那年夏天,二十剛出頭的台灣著名女作家席慕蓉在瑞士溫特吐城開個人畫展,偶遇本城藝術大家阿克賽先生。這位年逾五旬的長者,十分欣賞席慕蓉的畫作,在當地報章發表熱情洋溢的文章推介,並盛情邀請她去府上坐而論“畫”。


    在阿克賽家中,席慕蓉見識了他的代表作《小醜的夢》,頓時有強電來襲的感覺,周身被彌漫於作品中藝術的顆粒擊中,有幸福的疼痛。這是一個能和正常人等量齊觀的雕像,那個小醜單腳騎在一輛獨輪車上,另外一隻腳微微身後抬起。為了保持平衡,小醜上身向前傾,而頭卻拚命地向後仰,像在趕路,又像是在追尋著什麽。這個小醜臉上帶著祥和與歡喜的色彩,微閉著眼睛,仿佛做著一個悠長的夢……強烈的藝術震撼,讓席慕蓉久久地在雕像前佇立。見異國的女畫家如此沉迷於自己的作品中,阿克賽先生說:“你不覺得我們有時候和這個小醜也沒什麽分別嗎?”這話,讓席慕蓉半天沒回味過來。

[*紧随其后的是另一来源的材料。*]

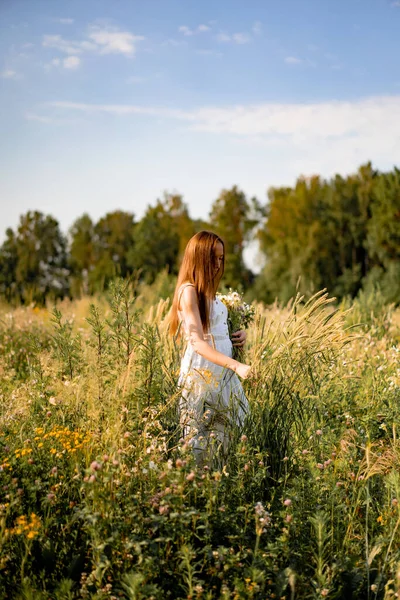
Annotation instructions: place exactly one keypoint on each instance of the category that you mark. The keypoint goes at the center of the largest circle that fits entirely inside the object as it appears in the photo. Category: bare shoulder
(187, 295)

    席慕蓉由此感覺到他在某些方麵的不自信,正想安慰幾句的時候,阿克賽先生把她領到了工作室的另一角,掀開一塊巨大的帆布,那裏,是他替人雕刻的墓碑。他說:“雕刻作品並不足以養活全家,我真正賴以生存的工作還是為人雕刻墓碑。一個藝術家能以自己的作品換來便宜的幸福快樂,已經是很難得的事了。”


    那時,席慕蓉還隻是一個在藝術上剛剛起步的年輕人,阿克賽先生那驚人的一掀,讓她看到了藝術的殘酷,看到了高雅藝術背後的庸俗與無奈。那一刻,她明白了,一個藝術家可以,也必須同時麵對兩種世界:庸俗與高雅。

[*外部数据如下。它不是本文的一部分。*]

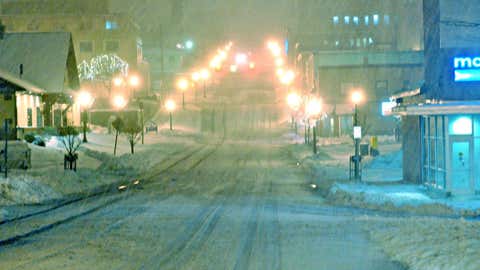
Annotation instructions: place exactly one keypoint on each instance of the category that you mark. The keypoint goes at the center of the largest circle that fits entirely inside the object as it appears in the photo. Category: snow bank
(401, 198)
(25, 190)
(429, 243)
(393, 160)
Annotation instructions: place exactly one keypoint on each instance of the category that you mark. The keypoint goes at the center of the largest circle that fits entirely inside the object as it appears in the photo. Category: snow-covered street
(232, 205)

    人先得活著,好好地活著,才去堅持自己的藝術追求。——這就是阿克賽法則。


    類似阿克賽先生的遭遇,在我國古代也十分普遍,一些文人雅士,在堅持自己的文藝創作的同時,也有替人寫碑文的俗舉。韓愈、白居易、顏真卿等著名的大家,都曾寫過碑文,目的隻有一個,收取潤筆費。當代著名作家賈平凹先生,也在自家屋牆上貼有一則“潤格告示”,公開自己書畫作品的收費標準。


    大俗大雅,這詞兒讀起來,讓人能聞出其中的人間煙火味,有給人予溫馨快慰的舒心感覺。我一向不喜歡諸如凡·高、曹雪芹等曆史上的大家的作法,他們癡情到不顧及自己生命,在藝術道路上悲愴地奮爭,已然成為曆史煙塵中的絕響。那種窮極而作的高寒之境,並不是人要過的生活,更不應該成為後代所有藝術家孜孜以求的標杆。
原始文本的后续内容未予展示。